Le chemin vers l’Usine du futur : Lean 4.0 ?
L’usine du futur est le sujet du moment, et cela a été le cas au SIMODEC, salon international de la machine de décolletage, à la Roche-sur-Foron, du 8 au 11 mars 2016.
Si cette évolution soulève des besoins d’investissement dans les technologies numériques et les évolutions techniques des machines, des process, il ne faudrait pas ignorer l’impact humain, tant sur le plan organisationnel que managérial.
Se ré-inventer de l’intérieur
A travers le développement du monde numérique, une révolution majeure est en cours, porteuse de nombreuses innovations et créatrice d’une nouvelle dynamique de marché :
C’est l’usine connectée au sein de laquelle les machines, les sites et les processus de production communiquent et interagissent en continu entre eux.
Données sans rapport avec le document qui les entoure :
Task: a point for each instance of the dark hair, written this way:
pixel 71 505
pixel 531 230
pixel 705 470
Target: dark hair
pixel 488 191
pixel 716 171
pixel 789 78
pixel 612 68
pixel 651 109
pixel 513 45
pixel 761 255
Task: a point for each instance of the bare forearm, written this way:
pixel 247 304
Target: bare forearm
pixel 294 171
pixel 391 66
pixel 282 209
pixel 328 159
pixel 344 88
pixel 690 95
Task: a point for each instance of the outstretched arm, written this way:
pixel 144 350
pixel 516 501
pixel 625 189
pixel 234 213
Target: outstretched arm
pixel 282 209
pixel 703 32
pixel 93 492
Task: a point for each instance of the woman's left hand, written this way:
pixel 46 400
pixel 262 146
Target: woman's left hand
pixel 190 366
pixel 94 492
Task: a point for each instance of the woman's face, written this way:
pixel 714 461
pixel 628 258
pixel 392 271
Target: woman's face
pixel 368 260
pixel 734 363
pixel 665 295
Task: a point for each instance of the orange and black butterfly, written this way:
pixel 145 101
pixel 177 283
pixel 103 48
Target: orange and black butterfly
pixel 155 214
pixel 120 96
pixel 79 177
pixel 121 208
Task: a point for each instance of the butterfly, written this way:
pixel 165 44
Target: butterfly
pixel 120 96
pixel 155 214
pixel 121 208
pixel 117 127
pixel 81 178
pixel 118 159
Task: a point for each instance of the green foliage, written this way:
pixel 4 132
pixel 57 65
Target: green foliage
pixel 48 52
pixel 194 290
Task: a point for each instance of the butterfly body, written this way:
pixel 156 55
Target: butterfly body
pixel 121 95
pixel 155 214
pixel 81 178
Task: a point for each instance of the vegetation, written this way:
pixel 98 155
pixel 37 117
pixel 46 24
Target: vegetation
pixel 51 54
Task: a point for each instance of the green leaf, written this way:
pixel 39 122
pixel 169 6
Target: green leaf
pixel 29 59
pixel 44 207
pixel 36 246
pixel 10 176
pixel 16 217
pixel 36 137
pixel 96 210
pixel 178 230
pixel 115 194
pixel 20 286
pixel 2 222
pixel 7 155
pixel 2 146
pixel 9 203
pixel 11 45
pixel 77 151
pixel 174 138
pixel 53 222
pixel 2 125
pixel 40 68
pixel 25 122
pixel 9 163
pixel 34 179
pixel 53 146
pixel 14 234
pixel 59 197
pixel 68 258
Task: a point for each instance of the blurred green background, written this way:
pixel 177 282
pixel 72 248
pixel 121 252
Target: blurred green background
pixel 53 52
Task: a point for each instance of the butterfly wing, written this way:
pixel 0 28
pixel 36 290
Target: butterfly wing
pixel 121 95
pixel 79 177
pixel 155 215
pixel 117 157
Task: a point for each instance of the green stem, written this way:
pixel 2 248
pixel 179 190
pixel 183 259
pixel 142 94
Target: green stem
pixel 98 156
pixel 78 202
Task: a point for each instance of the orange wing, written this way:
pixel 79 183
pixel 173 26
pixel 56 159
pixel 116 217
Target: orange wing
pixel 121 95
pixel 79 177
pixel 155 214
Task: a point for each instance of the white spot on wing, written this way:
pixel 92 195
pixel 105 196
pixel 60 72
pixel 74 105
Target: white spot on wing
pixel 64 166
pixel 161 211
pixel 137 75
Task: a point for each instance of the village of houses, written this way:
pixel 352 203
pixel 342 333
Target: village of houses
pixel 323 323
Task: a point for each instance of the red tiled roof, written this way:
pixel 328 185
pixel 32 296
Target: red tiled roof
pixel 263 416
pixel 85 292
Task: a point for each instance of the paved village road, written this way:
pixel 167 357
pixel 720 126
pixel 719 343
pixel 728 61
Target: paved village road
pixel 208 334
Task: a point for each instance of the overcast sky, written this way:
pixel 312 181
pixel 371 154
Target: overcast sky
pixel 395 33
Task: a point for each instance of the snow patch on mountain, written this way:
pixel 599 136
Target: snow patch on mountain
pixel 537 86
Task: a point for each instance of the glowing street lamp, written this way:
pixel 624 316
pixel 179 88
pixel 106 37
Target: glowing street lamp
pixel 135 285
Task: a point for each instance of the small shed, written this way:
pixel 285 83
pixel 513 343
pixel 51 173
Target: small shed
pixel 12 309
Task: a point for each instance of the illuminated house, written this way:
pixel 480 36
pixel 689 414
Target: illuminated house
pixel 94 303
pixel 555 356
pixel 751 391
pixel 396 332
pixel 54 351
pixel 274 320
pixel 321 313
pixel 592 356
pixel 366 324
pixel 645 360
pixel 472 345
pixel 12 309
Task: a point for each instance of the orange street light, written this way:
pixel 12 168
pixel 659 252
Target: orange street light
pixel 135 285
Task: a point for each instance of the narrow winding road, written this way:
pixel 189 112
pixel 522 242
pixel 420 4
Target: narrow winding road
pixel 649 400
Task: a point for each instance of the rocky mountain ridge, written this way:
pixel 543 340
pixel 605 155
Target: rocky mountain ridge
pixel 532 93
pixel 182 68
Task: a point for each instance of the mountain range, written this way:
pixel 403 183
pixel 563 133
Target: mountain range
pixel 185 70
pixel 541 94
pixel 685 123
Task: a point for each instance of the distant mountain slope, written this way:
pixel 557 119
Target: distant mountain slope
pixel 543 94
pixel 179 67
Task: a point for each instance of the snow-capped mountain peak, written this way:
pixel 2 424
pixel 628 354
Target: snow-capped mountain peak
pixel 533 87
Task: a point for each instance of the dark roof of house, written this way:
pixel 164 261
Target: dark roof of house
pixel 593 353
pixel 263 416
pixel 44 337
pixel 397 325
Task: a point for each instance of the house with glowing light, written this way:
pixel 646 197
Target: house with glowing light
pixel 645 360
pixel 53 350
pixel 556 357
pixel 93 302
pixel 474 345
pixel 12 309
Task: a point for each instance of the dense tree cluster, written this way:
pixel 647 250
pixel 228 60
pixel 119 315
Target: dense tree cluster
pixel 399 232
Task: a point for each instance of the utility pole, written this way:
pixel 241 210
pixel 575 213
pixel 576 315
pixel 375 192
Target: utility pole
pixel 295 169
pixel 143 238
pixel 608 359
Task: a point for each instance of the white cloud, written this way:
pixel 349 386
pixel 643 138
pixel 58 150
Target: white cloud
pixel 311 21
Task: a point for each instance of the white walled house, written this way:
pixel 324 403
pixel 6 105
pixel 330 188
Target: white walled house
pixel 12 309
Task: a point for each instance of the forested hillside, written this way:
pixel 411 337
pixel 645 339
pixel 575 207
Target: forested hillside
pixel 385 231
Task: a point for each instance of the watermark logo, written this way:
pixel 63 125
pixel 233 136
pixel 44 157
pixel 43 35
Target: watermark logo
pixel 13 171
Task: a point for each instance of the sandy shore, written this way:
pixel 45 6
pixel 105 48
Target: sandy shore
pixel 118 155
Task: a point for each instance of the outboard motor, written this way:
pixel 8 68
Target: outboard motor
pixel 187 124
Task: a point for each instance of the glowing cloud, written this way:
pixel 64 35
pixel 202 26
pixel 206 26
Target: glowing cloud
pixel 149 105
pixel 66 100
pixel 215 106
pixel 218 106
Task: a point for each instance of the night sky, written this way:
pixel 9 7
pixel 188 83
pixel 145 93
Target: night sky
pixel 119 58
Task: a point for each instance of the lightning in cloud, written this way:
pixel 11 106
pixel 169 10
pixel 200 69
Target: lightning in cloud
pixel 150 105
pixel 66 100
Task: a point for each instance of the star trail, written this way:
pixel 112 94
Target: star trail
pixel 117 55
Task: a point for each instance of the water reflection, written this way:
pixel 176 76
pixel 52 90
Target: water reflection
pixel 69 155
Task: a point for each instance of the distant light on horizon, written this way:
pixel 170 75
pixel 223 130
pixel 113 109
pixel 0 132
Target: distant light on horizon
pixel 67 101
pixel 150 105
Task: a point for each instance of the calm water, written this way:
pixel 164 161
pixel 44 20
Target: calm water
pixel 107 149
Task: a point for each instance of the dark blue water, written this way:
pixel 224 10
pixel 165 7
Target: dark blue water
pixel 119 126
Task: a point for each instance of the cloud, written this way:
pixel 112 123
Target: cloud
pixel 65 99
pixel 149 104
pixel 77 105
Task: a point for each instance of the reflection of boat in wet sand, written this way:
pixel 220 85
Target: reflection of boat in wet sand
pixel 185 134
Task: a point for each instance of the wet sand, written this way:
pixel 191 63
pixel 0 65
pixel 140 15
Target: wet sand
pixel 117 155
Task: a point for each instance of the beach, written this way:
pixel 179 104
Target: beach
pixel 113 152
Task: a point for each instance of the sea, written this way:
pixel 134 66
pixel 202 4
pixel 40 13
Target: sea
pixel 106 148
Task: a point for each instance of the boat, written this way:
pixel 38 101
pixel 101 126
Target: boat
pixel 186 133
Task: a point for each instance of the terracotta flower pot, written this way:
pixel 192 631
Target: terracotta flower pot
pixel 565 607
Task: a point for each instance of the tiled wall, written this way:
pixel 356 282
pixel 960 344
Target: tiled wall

On dit que cette révolution appelée « Industrie 4.0 » ou « usine du futur » tend à rendre l’usine intelligente. Mais ce serait une illusion de penser qu’il va suffire d’investir dans des technologies numériques pour faire partie des entreprises du futur :
• Ce que nous vivons est une révolution dans la façon de fonctionner et de penser.
• Les entreprises d’aujourd’hui, pour qu’elles fassent leur place dans le monde de demain, vont devoir se libérer du connu et se réinventer de l’intérieur.
La question qu’on peut se poser est : « comment les démarches Lean peuvent accompagner ce renouveau ? »
Le changement d’ère
Ce qui change ? Le monde devient un immense réseau, un grand plat de « spaghettis », cette image symbolisant bien la complexité et l’incertitude dans notre environnement.
Ce n’est pas nouveau, la mondialisation commerciale et financière génère déjà depuis longtemps une mise en réseau des économies. Cette mise en réseau est source de complexité et génératrice d’opportunités et d’incertitudes.
L’Internet, âgé d’une quinzaine d’année, a accentué fortement cette mise en réseau du monde, accélérant l’accès et la diffusion de l’information.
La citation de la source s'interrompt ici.